That’s great and all, but Hellboy is immune to fire, Liz’ not excepted (otherwise, the dramatic kiss couldn’t happen). So, what knocked him unconscious? Shitty writing, that’s what.

Or maybe… it was the dozen or so monsters that were beating the shit out of him.

One plot hole down, only about two hundred and fifty to go…

Feel free to have that happen offscreen.
We’ll wait, out here in the audience…

Well, it’s better then last year, when X-Men 2 ended, and I said “this is great! I hope it’s not the best movie of the summer…”

And we all know what happened after that.

I thought everything was explained pretty well. Didn’t make it a good movie though…

Also I guess I am not sure why Rasputin felt like he needed to summon Samael in the first place… that part didn’t make a whole lot of sense. But hey whatever.

Everything Rasputin did was merely to maneuver Hellboy into the right place so he could act as the key to open the not only open the door for those elder god thingies, but break them out of their crystal prison.

Although it may have appeared otherwise, his opening the portal in the 40’s wasn’t to bring them through, but to bring Hellboy over.
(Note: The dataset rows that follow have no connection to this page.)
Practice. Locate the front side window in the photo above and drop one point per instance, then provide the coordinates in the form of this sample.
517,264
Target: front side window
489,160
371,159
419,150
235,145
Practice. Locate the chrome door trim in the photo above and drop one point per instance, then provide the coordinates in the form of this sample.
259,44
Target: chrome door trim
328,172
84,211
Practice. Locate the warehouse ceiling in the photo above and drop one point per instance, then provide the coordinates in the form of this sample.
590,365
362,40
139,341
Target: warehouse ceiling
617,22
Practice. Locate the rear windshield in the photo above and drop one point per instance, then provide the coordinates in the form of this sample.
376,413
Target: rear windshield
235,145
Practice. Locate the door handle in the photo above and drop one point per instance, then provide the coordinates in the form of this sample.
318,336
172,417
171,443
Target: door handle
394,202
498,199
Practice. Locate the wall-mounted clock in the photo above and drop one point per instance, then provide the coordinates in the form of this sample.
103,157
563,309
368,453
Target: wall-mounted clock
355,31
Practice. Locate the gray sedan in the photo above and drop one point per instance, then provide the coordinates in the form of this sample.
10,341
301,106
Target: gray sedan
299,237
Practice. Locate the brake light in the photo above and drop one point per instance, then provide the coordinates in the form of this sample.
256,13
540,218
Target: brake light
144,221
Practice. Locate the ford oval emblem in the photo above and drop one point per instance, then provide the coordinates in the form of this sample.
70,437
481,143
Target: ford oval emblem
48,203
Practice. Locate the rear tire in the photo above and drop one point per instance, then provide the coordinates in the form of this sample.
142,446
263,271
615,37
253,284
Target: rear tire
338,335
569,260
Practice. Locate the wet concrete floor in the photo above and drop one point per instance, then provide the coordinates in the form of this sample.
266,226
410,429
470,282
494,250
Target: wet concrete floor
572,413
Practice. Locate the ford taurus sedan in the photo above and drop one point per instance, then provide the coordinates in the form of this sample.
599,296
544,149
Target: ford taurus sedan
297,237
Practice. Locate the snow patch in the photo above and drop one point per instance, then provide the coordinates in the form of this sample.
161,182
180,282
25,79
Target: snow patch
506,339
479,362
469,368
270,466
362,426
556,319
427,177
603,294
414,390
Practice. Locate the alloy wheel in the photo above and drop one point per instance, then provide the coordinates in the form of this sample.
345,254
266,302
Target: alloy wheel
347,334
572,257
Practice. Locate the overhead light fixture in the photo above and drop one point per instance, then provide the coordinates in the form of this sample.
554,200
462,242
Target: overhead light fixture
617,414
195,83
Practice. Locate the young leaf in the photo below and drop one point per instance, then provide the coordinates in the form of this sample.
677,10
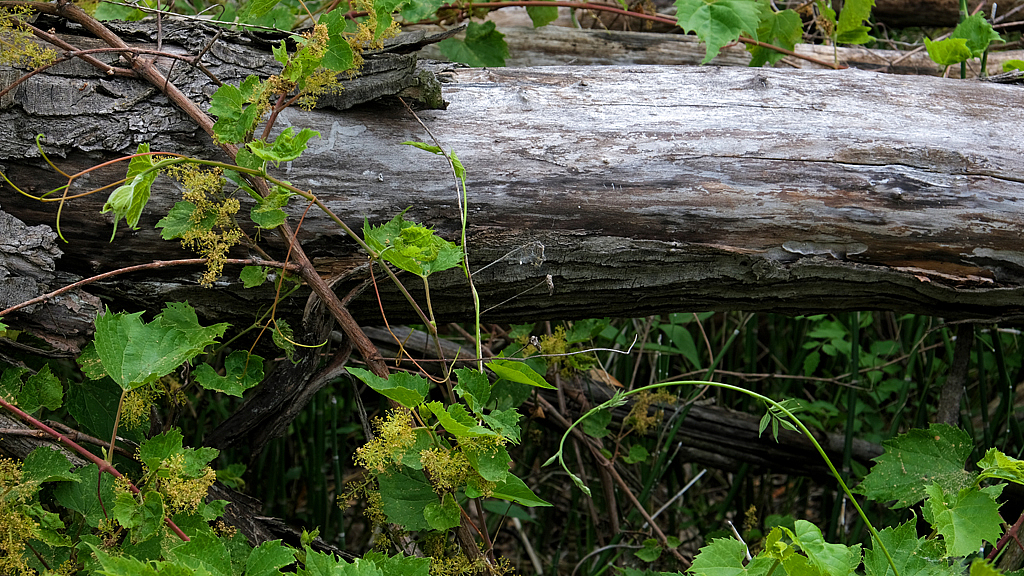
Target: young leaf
252,277
286,147
967,520
492,463
781,29
997,464
408,389
916,459
542,15
483,46
718,23
906,549
443,515
850,28
948,51
41,388
267,559
515,490
236,118
134,353
242,371
724,557
128,200
518,372
339,55
978,33
404,495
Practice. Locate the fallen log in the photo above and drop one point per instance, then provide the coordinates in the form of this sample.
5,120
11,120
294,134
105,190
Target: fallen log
619,191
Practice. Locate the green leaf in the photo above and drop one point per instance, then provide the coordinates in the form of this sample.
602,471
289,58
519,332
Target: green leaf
724,557
1013,65
515,490
252,277
473,387
834,560
443,515
93,405
597,423
916,459
267,212
134,353
204,552
339,55
399,565
518,372
983,567
46,464
412,247
650,551
948,51
81,496
242,371
907,551
492,462
978,33
483,46
718,23
781,29
267,559
128,200
420,9
284,338
404,495
236,117
41,389
637,454
408,389
286,147
542,15
143,520
178,221
122,565
255,9
967,520
505,422
850,28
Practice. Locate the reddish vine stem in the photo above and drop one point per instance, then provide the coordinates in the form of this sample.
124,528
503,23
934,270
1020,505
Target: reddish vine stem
102,464
150,265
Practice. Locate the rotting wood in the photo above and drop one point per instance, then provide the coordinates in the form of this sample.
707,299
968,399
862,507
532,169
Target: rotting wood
636,190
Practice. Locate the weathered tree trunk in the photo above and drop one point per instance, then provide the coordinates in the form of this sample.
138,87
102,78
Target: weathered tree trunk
619,191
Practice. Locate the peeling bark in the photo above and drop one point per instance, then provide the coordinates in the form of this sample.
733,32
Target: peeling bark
620,191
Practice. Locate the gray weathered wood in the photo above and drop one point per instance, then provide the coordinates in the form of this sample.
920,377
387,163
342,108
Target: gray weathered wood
636,190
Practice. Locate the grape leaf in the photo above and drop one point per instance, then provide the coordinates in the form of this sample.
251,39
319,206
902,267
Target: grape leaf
128,200
515,490
242,371
781,29
404,494
483,46
408,389
134,353
948,51
967,520
518,372
718,23
916,459
443,515
978,33
542,15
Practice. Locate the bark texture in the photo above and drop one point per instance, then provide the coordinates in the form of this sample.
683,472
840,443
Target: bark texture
619,191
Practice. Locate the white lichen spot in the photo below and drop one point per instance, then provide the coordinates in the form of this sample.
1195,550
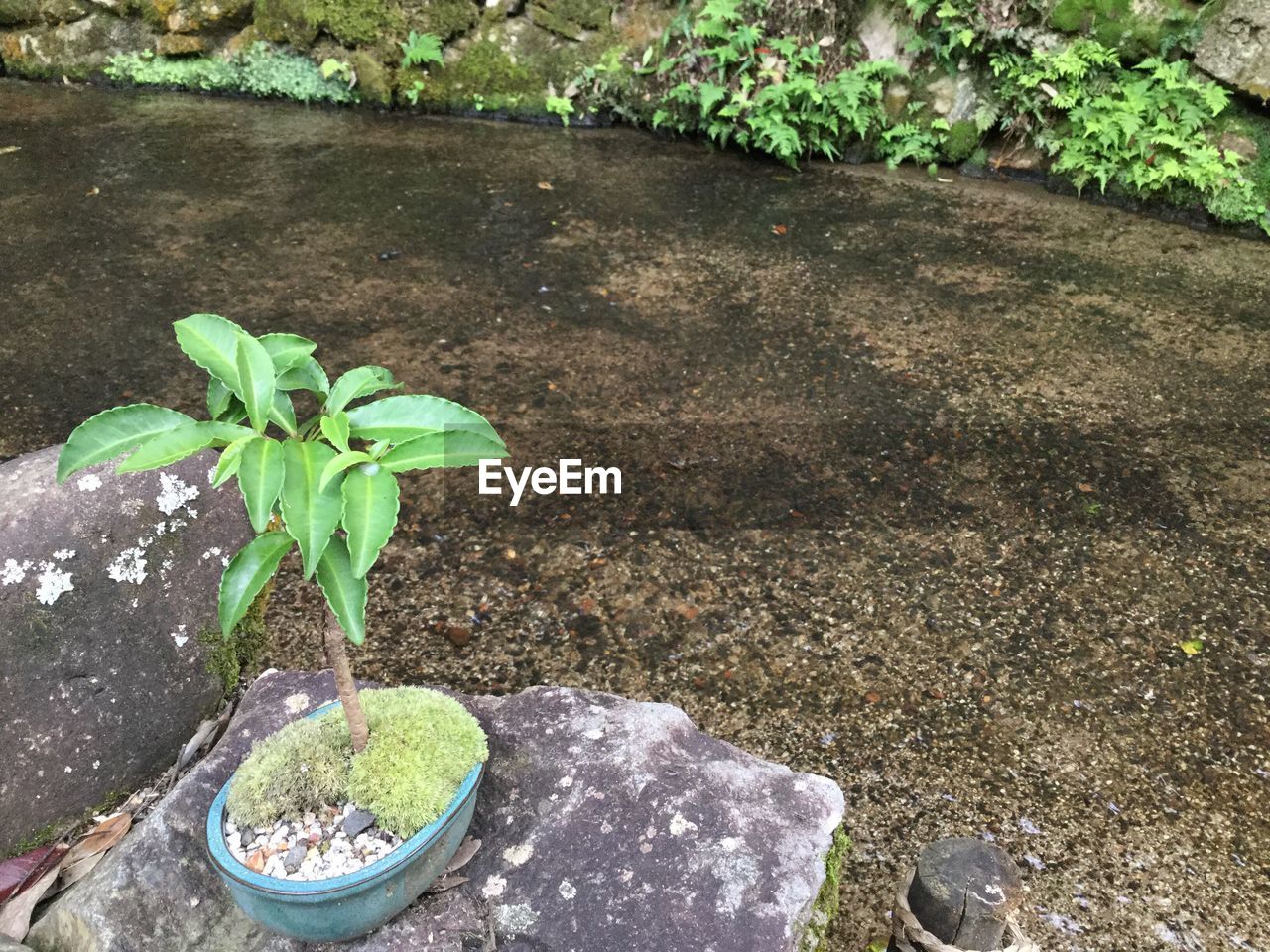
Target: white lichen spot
13,571
518,856
130,565
515,920
680,825
175,494
53,584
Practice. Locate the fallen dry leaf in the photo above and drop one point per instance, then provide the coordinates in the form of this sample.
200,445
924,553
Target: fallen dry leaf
23,870
463,855
16,914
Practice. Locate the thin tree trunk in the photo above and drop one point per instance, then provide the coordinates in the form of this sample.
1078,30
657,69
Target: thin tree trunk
336,656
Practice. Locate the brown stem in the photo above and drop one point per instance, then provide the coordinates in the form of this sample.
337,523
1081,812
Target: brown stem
336,656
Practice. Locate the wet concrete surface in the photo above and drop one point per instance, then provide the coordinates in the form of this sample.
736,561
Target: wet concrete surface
924,493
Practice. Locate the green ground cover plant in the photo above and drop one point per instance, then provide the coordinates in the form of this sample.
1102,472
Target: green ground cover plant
262,70
422,747
1151,130
324,484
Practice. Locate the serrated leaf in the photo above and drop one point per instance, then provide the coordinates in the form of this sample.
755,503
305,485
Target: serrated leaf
358,382
334,428
261,480
310,512
230,460
308,375
218,398
246,575
370,515
211,341
282,412
255,381
178,443
341,462
412,416
114,431
345,593
286,350
443,449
He could not unlock the crystal prison without him, or more speficially without the older version of Hellboy.

The growing population of Samael’s was just a conveniently large enough threat that would prompt the government to send Rasputin’s big red key to the place he provided the clues for the team to find.

It’s interesting to note that the real climax of the film wasn’t the final battle, it was Hellboy making his choice about opening the gate. The monster at the end just happened to be a side effect of Rasputin’s mutliple trips across the veil of death allowing a lesser god who happened to be Rasputin’s master across, hence the relative ease at which he was dispatched.
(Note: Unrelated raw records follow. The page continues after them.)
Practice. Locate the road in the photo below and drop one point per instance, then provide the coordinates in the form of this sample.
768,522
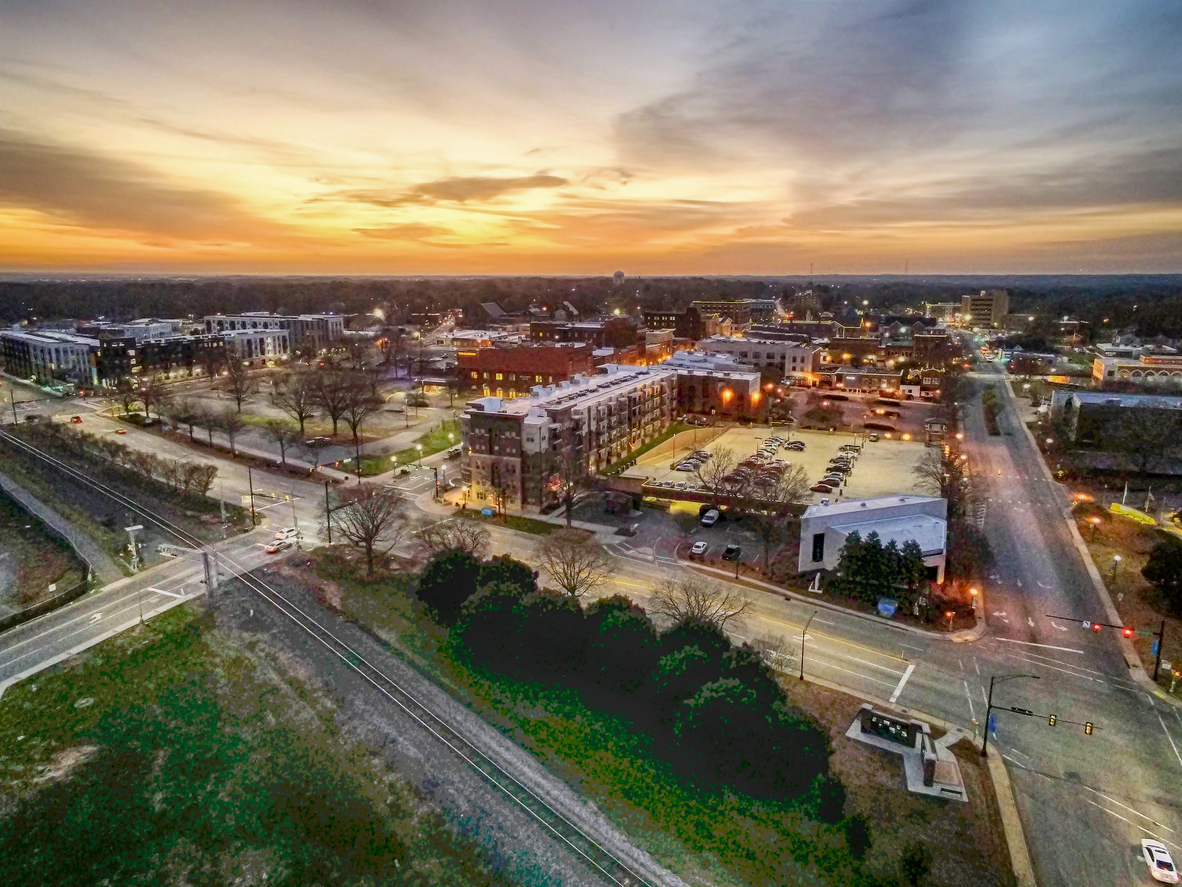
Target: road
1085,801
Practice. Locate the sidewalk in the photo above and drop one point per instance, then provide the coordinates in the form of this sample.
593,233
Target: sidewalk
104,565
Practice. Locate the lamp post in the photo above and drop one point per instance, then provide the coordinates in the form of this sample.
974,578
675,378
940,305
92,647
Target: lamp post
988,705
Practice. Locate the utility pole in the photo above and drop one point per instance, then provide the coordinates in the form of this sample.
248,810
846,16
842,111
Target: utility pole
249,480
988,705
328,512
804,633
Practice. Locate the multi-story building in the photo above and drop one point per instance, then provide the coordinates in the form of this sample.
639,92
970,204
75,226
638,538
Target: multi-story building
791,358
988,309
1147,369
49,356
519,451
512,371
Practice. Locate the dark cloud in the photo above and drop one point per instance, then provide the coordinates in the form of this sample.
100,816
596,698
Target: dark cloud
455,191
409,231
93,191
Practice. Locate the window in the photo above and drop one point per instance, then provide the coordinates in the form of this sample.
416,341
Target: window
818,546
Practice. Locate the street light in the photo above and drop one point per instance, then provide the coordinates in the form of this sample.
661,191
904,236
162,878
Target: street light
988,704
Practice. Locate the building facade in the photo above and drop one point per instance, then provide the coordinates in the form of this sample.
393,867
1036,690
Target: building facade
519,452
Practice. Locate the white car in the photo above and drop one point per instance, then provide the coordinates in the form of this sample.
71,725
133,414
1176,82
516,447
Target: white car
1158,860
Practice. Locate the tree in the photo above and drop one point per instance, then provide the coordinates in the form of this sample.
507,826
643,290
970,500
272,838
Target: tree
1144,439
370,517
766,500
452,535
692,597
239,382
576,561
714,474
232,423
447,582
284,434
332,395
943,474
1163,570
297,397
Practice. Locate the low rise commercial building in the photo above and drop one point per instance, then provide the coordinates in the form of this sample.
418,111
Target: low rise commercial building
519,452
922,519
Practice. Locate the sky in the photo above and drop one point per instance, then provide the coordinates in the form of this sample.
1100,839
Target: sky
575,137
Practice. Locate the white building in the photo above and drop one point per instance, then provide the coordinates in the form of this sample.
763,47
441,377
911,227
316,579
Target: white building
794,360
922,519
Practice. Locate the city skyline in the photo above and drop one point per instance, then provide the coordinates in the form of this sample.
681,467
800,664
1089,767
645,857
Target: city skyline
680,137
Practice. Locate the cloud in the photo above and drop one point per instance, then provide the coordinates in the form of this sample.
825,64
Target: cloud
89,189
460,189
409,231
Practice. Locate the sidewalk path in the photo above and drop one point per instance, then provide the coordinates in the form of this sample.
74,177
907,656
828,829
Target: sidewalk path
105,568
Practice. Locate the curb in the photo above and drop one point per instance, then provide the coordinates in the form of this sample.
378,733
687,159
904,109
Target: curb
1127,651
963,636
1002,789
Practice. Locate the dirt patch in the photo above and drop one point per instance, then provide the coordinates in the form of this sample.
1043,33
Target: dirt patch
966,841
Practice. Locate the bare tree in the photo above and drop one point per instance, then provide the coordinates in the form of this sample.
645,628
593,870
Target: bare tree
714,474
284,434
297,397
332,395
239,382
767,498
232,423
452,535
943,474
370,518
693,599
576,561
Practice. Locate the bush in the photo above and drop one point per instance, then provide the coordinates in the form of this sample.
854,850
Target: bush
448,580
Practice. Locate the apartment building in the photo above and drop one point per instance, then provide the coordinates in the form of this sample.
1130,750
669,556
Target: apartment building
792,358
512,371
518,450
988,309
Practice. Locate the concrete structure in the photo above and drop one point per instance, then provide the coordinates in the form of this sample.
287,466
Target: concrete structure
714,383
518,452
1145,369
988,309
513,370
791,358
922,519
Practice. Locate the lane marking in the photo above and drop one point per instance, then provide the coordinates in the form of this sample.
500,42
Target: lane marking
1170,738
1032,643
902,682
Now, all of that doesn’t mean I didn’t think the last half of the film wasn’t slow, meandering and unfocused and it certainly had a growing sense of “meh” about it. The first Samael was good, but once it became just another Alien’s rippoff, I quickly lost interest. And the final battle would have better served the pacing of the movie had it been cut, because it really leaves people who expect the climax to come later than it did feeling really disappointed at just how quickly it ended.
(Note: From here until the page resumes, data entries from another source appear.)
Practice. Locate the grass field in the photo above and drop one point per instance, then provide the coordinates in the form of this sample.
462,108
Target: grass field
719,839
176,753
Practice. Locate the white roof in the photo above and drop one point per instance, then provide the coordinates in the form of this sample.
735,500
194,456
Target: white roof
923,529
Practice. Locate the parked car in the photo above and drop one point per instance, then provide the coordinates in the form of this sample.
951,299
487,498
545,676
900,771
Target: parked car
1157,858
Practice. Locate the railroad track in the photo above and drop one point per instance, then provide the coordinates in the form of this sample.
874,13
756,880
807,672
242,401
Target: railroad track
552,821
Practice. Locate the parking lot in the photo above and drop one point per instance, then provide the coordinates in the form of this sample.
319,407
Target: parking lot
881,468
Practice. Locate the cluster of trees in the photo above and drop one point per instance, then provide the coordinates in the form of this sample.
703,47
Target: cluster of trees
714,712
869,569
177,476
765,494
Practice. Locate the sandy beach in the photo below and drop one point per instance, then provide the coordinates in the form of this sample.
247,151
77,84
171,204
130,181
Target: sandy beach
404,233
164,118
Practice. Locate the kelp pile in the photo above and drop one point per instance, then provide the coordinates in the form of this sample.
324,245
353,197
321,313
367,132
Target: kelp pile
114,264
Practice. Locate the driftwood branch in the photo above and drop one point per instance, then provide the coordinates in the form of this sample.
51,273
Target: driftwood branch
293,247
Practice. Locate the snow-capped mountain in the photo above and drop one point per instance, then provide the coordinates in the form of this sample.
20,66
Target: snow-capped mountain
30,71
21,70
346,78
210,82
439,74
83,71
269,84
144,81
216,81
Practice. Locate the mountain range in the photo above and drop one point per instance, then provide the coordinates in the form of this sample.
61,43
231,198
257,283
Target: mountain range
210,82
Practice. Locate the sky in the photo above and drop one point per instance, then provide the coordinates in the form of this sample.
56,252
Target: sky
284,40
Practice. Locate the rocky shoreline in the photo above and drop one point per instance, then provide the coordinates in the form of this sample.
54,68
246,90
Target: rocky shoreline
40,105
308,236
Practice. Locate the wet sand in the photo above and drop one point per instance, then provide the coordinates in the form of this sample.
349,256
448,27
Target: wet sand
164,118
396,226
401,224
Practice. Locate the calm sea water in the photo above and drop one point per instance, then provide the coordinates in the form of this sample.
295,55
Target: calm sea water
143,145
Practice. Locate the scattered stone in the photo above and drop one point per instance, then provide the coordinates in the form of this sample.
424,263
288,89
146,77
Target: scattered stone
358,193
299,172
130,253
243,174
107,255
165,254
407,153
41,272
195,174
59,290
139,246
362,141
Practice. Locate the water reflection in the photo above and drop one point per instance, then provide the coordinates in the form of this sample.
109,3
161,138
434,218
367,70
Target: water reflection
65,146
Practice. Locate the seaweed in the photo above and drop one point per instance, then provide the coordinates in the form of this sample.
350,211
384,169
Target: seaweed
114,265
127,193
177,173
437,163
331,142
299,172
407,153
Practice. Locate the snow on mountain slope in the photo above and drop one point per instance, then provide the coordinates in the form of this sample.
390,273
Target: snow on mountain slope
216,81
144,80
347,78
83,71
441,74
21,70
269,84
And what the hell was the point in just completely abandoning Abe in the plot roughly halfway through the film?

Personally, I would have preferred a movie which kept the monster fighting very much in the background, and instead concentrated on the idea of the characters dealing with their situation and lives. You know, film it as regular joes who just happen to be hellspawn, fish people and pyrokinetics trying to make a buck and find happiness at the end of the day. But that’s just me.

This was one of my biggest problems with the film, and a large part of its unfocused feel. They go to great lengths to introduce this ensemble cast, who then slip in and out of the story seemingly at the whim of the writer’s short-term memory. Abe, Hellboy, Myers, Liz all disappeared for large chunks of the film only to reappear five minutes after we’d totally forgotten about them. Building Abe Sapien up into an interesting and sympathetic character for the first two acts only to competely shelve him for the rest of the movie was definitely the most egregious example of this, however.

I think Del Toro tried to take on too much and perhaps the story would have functioned better with fewer supporting characters.

Semi Spoiler

I would have liked some more on the Occult WW2 that ended in 1958 (or was it 48?) with Hitler’s death.

That wasn’t really touched on too much, how the Bureau did it’s job and who exactly they fought.

What else were they fightning during WW2? How’d those fights go?

It was 1958

And I enjoyed it - wasn’t the best movie I’ve ever seen, but it’s better than a lot. Plus perlman rocks.

It reminded me of Blade 1. Good characters, interesting “universe” but terrible villians, un-spectacular plot.

Both left me waiting for the sequel.